A year ago, the company OpenAI surprised the whole world with the launch of ChatGPT, a conversational artificial intelligence capable of giving answers almost indistinguishable from those given by a person and with an amazing ability to generate texts, computer code or summarize information.
Overnight it became an incredibly popular tool, with more than 180 million active users and that, in a way, has positioned itself as the benchmark of a new era within the technology industry, the epicenter of an earthquake that threatens to change society.

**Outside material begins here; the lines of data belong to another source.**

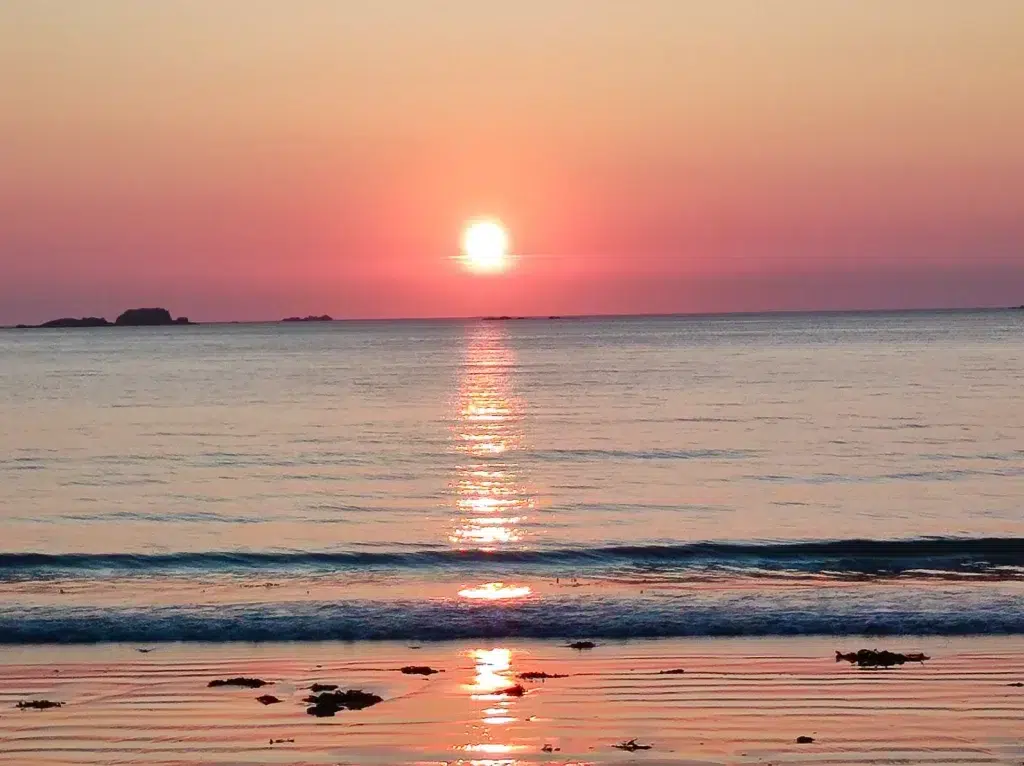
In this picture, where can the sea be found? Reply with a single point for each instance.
(579, 478)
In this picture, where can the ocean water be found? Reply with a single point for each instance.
(857, 473)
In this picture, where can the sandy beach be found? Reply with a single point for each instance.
(737, 701)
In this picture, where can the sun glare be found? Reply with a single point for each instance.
(484, 247)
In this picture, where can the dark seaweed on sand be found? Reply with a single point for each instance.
(540, 676)
(248, 683)
(876, 658)
(516, 690)
(631, 746)
(329, 703)
(38, 705)
(419, 670)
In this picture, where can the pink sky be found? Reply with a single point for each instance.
(247, 159)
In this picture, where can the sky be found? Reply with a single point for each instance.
(255, 159)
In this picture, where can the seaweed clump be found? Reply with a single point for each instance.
(39, 705)
(419, 670)
(327, 704)
(876, 658)
(540, 676)
(630, 746)
(248, 683)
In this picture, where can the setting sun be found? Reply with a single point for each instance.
(484, 247)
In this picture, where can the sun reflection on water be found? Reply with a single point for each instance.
(493, 676)
(496, 592)
(492, 503)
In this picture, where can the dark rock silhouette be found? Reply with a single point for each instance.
(72, 322)
(131, 317)
(148, 317)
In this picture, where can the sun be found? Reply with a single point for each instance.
(484, 247)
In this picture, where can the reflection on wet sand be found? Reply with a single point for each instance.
(494, 675)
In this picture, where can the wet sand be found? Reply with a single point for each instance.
(737, 701)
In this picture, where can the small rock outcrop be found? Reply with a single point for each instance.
(131, 317)
(73, 322)
(148, 317)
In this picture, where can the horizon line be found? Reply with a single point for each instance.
(556, 316)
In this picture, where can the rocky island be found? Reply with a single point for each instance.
(131, 317)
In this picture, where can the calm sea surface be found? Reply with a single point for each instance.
(613, 477)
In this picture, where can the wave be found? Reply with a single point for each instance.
(437, 620)
(858, 556)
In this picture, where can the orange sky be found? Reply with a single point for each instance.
(248, 159)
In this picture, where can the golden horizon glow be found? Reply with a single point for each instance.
(484, 247)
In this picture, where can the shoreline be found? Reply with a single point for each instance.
(737, 700)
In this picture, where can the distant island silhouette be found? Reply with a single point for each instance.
(510, 318)
(131, 317)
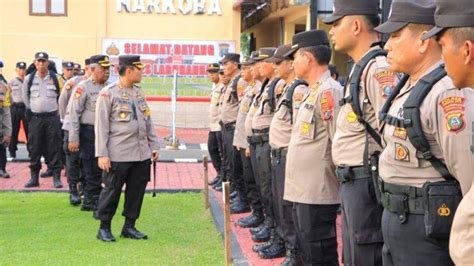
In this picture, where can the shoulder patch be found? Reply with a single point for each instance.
(327, 105)
(453, 108)
(386, 80)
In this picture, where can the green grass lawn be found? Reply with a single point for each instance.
(43, 229)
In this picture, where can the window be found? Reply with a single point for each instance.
(48, 7)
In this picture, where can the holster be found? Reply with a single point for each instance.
(441, 201)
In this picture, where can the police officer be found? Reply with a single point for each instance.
(356, 139)
(81, 131)
(17, 107)
(68, 70)
(455, 30)
(230, 105)
(427, 142)
(286, 111)
(73, 161)
(125, 141)
(6, 123)
(214, 140)
(310, 181)
(41, 90)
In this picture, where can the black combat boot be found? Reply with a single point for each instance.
(57, 179)
(33, 182)
(48, 173)
(74, 197)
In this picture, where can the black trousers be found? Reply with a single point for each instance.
(361, 223)
(316, 230)
(253, 193)
(90, 166)
(214, 143)
(44, 138)
(283, 210)
(264, 177)
(407, 244)
(73, 162)
(18, 112)
(135, 175)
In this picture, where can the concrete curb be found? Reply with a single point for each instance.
(218, 216)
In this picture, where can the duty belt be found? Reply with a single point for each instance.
(258, 139)
(278, 153)
(351, 173)
(402, 200)
(228, 126)
(44, 115)
(261, 131)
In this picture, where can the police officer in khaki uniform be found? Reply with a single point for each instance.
(230, 104)
(68, 70)
(17, 107)
(356, 142)
(73, 162)
(264, 106)
(214, 140)
(310, 181)
(286, 111)
(426, 142)
(455, 30)
(125, 141)
(40, 92)
(6, 124)
(81, 132)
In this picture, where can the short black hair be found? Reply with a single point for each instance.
(322, 53)
(123, 69)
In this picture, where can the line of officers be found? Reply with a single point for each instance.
(394, 147)
(102, 132)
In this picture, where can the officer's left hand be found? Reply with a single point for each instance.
(7, 139)
(73, 146)
(155, 155)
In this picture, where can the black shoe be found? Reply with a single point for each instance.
(291, 259)
(277, 250)
(57, 180)
(105, 235)
(215, 180)
(74, 197)
(262, 236)
(253, 220)
(239, 207)
(132, 232)
(48, 173)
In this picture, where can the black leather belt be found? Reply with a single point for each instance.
(45, 115)
(261, 131)
(402, 200)
(278, 153)
(351, 173)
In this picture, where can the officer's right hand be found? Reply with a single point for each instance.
(104, 163)
(73, 146)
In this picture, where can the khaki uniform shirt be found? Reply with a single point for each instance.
(310, 173)
(6, 129)
(15, 88)
(376, 84)
(66, 94)
(214, 108)
(82, 106)
(446, 117)
(124, 129)
(280, 127)
(240, 138)
(43, 96)
(230, 105)
(263, 115)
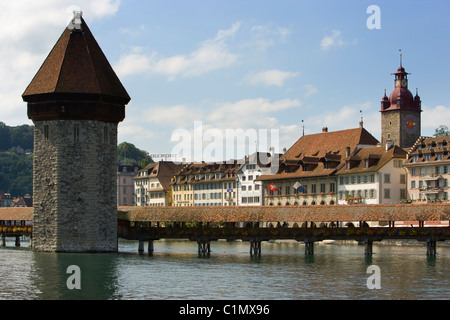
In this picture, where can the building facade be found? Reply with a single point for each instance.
(75, 102)
(373, 176)
(306, 174)
(250, 190)
(152, 184)
(206, 184)
(428, 170)
(401, 113)
(125, 184)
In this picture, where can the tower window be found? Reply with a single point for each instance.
(76, 133)
(105, 134)
(46, 132)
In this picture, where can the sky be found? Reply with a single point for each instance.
(212, 79)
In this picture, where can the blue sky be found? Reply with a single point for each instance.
(241, 64)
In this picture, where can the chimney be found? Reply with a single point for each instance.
(389, 144)
(347, 152)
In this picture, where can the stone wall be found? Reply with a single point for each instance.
(75, 187)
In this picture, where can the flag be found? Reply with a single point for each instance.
(297, 186)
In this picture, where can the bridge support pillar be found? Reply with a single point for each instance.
(309, 247)
(204, 247)
(431, 248)
(368, 247)
(255, 248)
(17, 241)
(141, 246)
(150, 247)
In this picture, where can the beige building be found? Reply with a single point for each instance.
(306, 174)
(428, 169)
(206, 184)
(125, 184)
(373, 176)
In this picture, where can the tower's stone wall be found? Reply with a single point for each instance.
(393, 127)
(74, 181)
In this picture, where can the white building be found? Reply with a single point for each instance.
(250, 191)
(373, 176)
(152, 184)
(125, 184)
(428, 170)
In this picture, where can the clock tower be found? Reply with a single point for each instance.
(400, 113)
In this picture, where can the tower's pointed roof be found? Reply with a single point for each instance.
(77, 65)
(76, 81)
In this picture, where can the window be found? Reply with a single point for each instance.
(402, 179)
(332, 187)
(402, 193)
(46, 132)
(76, 133)
(105, 134)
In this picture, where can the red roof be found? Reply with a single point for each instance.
(321, 154)
(76, 70)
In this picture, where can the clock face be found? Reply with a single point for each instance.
(410, 123)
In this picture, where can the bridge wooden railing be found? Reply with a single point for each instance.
(386, 212)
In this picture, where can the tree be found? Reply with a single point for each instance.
(441, 131)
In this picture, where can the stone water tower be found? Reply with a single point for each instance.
(75, 102)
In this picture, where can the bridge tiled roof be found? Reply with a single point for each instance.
(393, 212)
(16, 213)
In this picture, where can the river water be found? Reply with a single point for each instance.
(176, 272)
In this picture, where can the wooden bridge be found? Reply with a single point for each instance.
(306, 224)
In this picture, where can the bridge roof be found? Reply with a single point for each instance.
(394, 212)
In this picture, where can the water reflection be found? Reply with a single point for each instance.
(98, 276)
(175, 271)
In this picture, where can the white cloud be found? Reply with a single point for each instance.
(178, 116)
(310, 90)
(346, 117)
(212, 54)
(334, 40)
(270, 77)
(250, 112)
(263, 37)
(433, 118)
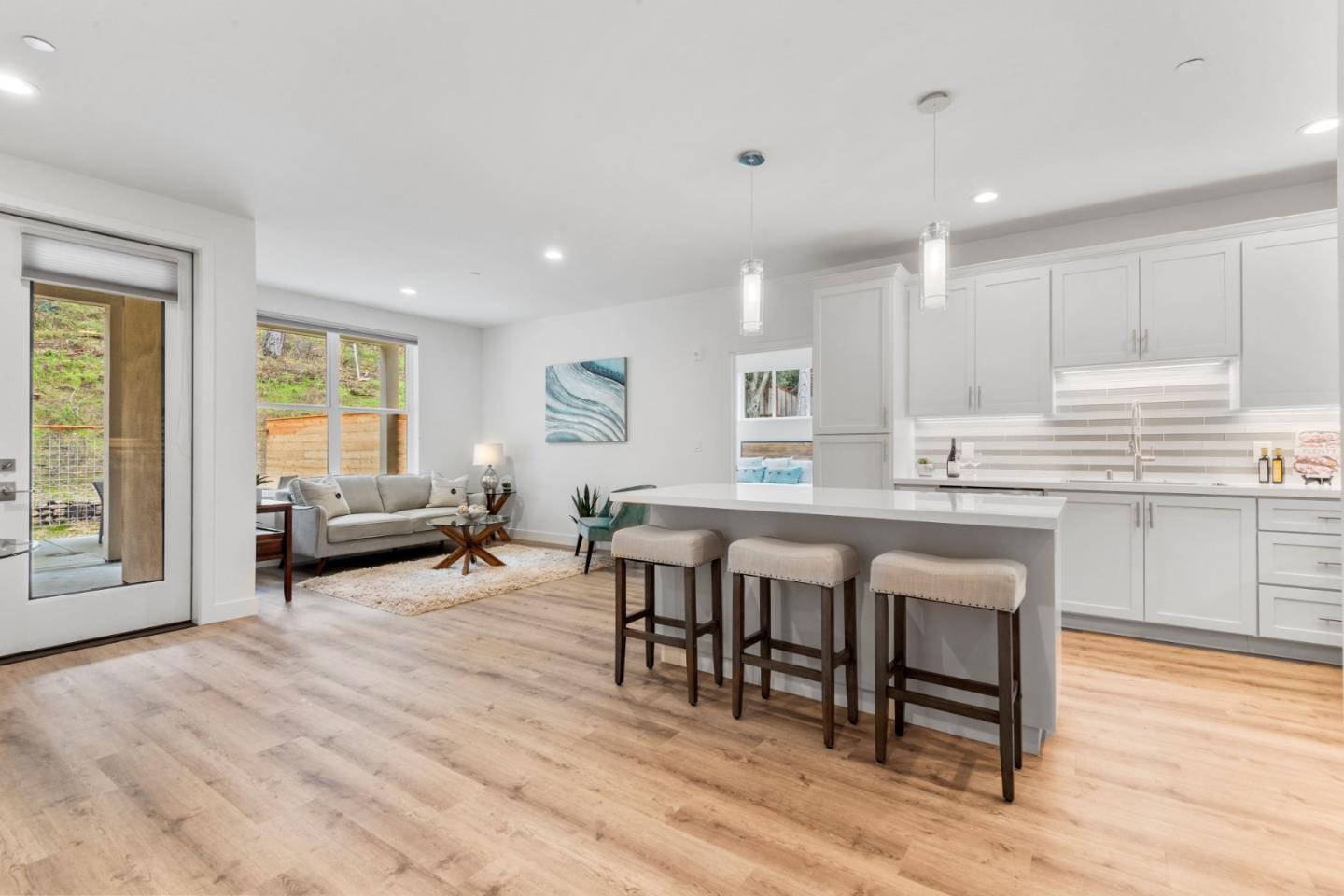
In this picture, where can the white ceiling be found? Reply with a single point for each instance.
(413, 141)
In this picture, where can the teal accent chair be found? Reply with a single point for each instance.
(601, 528)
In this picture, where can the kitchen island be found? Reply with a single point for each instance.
(950, 639)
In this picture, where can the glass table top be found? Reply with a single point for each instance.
(460, 522)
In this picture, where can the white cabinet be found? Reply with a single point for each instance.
(1103, 555)
(1094, 311)
(1291, 317)
(851, 355)
(1013, 343)
(943, 355)
(1190, 301)
(861, 461)
(1199, 562)
(988, 352)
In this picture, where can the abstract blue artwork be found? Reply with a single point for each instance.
(585, 402)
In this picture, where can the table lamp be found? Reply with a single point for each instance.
(489, 455)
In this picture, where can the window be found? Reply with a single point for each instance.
(329, 402)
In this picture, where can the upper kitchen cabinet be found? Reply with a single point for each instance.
(943, 354)
(1291, 317)
(988, 352)
(1013, 343)
(852, 343)
(1190, 301)
(1094, 311)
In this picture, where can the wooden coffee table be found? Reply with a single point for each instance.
(470, 538)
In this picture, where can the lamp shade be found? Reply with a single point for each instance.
(488, 453)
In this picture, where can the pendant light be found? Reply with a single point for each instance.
(753, 269)
(933, 241)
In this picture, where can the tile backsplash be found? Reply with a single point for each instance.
(1188, 426)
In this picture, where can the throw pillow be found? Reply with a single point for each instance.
(445, 492)
(326, 495)
(788, 476)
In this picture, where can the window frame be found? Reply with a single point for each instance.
(333, 409)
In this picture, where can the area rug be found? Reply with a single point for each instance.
(413, 587)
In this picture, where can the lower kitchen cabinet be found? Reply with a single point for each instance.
(1103, 555)
(1199, 562)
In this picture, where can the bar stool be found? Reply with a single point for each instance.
(686, 548)
(827, 566)
(988, 584)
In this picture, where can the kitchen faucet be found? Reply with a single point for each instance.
(1136, 442)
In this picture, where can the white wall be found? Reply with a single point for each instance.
(448, 402)
(222, 390)
(677, 403)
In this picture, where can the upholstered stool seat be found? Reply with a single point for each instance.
(827, 566)
(669, 547)
(987, 584)
(991, 584)
(655, 546)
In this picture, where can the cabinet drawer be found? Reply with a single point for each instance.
(1304, 560)
(1301, 614)
(1286, 514)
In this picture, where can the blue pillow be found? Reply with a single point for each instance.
(788, 476)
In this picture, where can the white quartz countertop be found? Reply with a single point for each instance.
(1005, 511)
(1159, 483)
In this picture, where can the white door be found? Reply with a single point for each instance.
(1013, 342)
(134, 572)
(943, 355)
(1103, 553)
(851, 385)
(1291, 318)
(851, 461)
(1094, 311)
(1200, 562)
(1190, 301)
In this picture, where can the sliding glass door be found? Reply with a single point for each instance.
(95, 505)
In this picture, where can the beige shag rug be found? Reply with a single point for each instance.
(413, 587)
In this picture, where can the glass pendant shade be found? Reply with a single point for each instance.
(933, 268)
(753, 287)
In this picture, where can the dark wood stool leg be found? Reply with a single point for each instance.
(765, 635)
(851, 666)
(693, 665)
(828, 666)
(650, 575)
(736, 644)
(1005, 702)
(898, 615)
(717, 610)
(880, 633)
(1016, 678)
(620, 623)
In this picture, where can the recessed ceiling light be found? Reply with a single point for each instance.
(17, 86)
(1320, 127)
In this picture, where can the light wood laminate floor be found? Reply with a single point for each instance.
(329, 749)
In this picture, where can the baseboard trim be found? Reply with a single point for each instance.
(1225, 641)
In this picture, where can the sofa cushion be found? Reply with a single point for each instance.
(403, 492)
(323, 493)
(354, 526)
(446, 492)
(360, 493)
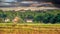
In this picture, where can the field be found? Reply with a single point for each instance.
(10, 28)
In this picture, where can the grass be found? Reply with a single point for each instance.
(28, 28)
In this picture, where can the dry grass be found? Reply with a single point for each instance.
(29, 29)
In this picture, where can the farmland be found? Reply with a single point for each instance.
(10, 28)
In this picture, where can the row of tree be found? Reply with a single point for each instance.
(49, 16)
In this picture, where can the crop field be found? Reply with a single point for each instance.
(10, 28)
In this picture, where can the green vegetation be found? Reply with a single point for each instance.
(49, 16)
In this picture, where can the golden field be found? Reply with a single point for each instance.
(29, 28)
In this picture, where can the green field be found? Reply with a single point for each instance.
(10, 28)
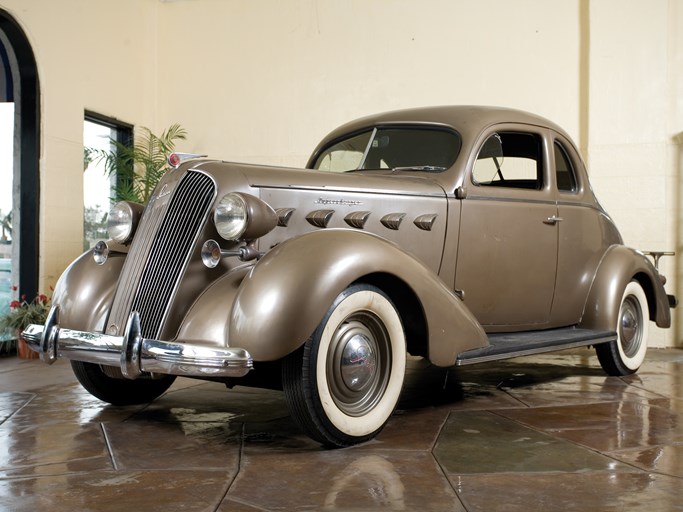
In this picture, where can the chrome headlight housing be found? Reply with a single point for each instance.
(123, 219)
(231, 216)
(240, 216)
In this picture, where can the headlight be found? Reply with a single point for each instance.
(241, 216)
(231, 217)
(123, 219)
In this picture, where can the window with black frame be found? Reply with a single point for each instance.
(510, 159)
(101, 136)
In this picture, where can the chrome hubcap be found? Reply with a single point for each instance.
(358, 363)
(630, 329)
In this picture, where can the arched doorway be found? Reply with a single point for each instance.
(20, 76)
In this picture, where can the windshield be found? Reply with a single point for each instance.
(398, 148)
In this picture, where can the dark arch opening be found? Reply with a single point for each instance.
(26, 95)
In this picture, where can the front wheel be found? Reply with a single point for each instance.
(343, 384)
(119, 391)
(625, 355)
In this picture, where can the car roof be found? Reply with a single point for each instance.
(468, 120)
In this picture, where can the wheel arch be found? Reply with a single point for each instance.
(619, 265)
(409, 309)
(286, 294)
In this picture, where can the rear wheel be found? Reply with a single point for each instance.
(119, 391)
(625, 355)
(343, 384)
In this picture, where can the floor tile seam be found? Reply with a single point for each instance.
(460, 498)
(635, 449)
(642, 388)
(47, 465)
(571, 442)
(563, 406)
(17, 411)
(110, 471)
(240, 458)
(109, 447)
(551, 473)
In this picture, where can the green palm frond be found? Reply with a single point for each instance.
(138, 168)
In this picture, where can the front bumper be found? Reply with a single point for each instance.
(133, 353)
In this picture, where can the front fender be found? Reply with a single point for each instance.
(85, 291)
(620, 265)
(286, 294)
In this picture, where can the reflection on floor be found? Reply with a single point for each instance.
(549, 433)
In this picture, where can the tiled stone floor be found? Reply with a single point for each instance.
(543, 433)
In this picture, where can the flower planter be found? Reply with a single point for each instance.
(23, 351)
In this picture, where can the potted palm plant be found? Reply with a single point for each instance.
(137, 168)
(21, 314)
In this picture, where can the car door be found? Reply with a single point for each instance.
(507, 252)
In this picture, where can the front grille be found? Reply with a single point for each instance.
(159, 254)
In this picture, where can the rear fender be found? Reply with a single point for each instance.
(620, 265)
(282, 299)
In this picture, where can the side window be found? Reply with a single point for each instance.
(346, 155)
(566, 177)
(510, 159)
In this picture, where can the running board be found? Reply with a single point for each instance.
(507, 345)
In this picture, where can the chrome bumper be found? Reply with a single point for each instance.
(133, 353)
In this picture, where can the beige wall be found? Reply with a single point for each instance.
(263, 80)
(94, 55)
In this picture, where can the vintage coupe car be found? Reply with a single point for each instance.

With Gemini, Google now has the possibility of competing head-to-head with this type of service, although the first thing to point out is that a direct comparison cannot be made between Gemini and ChatGPT.
Gemini is a language model and ChatGPT is a conversational application built on top of another language model, GPT-4 or GPT-3.5 depending on which version of ChatGPT is being considered (paid or free, respectively). In the case of Google, the equivalent of ChatGPT is Bard, which until now used the PaLM language model but as of today, for queries in English, already operates with an adapted version of Gemini.
You have to think of these language models as the "engine" of these applications, which are nothing more than an interface to be able to converse with them. Language models can be used in other types of applications that don't necessarily have to have this conversational interface, and both Google and OpenAI offer these models on a subscription basis to businesses and developers.
Gemini will have three different versions: Ultra, Pro, and Nano. The first is the most advanced and multimodal (you can understand issues presented with a mix of images, videos, text or voice) but will not be available until 2024. Google, in any case, has shown videos of how it works.
The second one is more limited but is the one that can already be tested in the English version of Bard. It is equivalent to GPT-3.5 in capacity and functions. Nano, finally, is a model designed for devices with less computing capacity and memory, such as a telephone.
The comparisons Google has made in the Gemini announcement are fundamentally between Gemini Ultra and GPT4. Since both are multimodal models, the most straightforward way to compare them is to use
Batteries of tests and exams with questions of logic, science, or reading or listening comprehension. In 30 of the 32 made, Gemini outperformed GPT-4.
Perhaps most remarkably, in one of them, known as the MMMU multimodal reasoning benchmark (a set of 11,500 university-level questions with more than 57 disciplines, such as physics or mathematics), Gemini managed to correctly answer nine out of 10 questions, 5% more than GPT-4 and also above the human average.
But outside of these test batteries, it's hard to make direct comparisons without being able to access the Ultra version of Gemini yet. Jeff Dean, chief scientist at Google DeepMind, one of the divisions involved in the development of Gemini, nevertheless gave some specific data.
Gemini can support a context of about 32,000 tokens in questions (although not a direct equivalence, this can be simplified as it can understand questions with a 32,000-word context). That's the same amount as GPT-4, but OpenAi recently announced a version of GOT4, GPT4 Turbo, that quadruples that capacity.
Both language models are built on the same technology – which, curiously, is mainly developed by Google, although it is in the open domain – but the results depend above all on the training they have undergone, which is the way in which the models learn to reason and articulate their answers and which basically consists of a complex statistical analysis of millions of texts. images and videos.
GPT-4, for example, is trained on a corpus of over 13 trillion tokens (again, a rough equivalence can be made between a token and a word, though it's not an exact comparison). These are documents, works, images, videos and messages obtained from various sources.
Google hasn't disclosed the size of the dataset used to train Gemini, but says it has used a novel approach focused on Gemini's multimodal capabilities that makes it much more effective at considering issues that mix images, for example, with text, such as a physics problem presented next to a diagram. In a few months it will be known if this new strategy is really an advantage over its direct rival.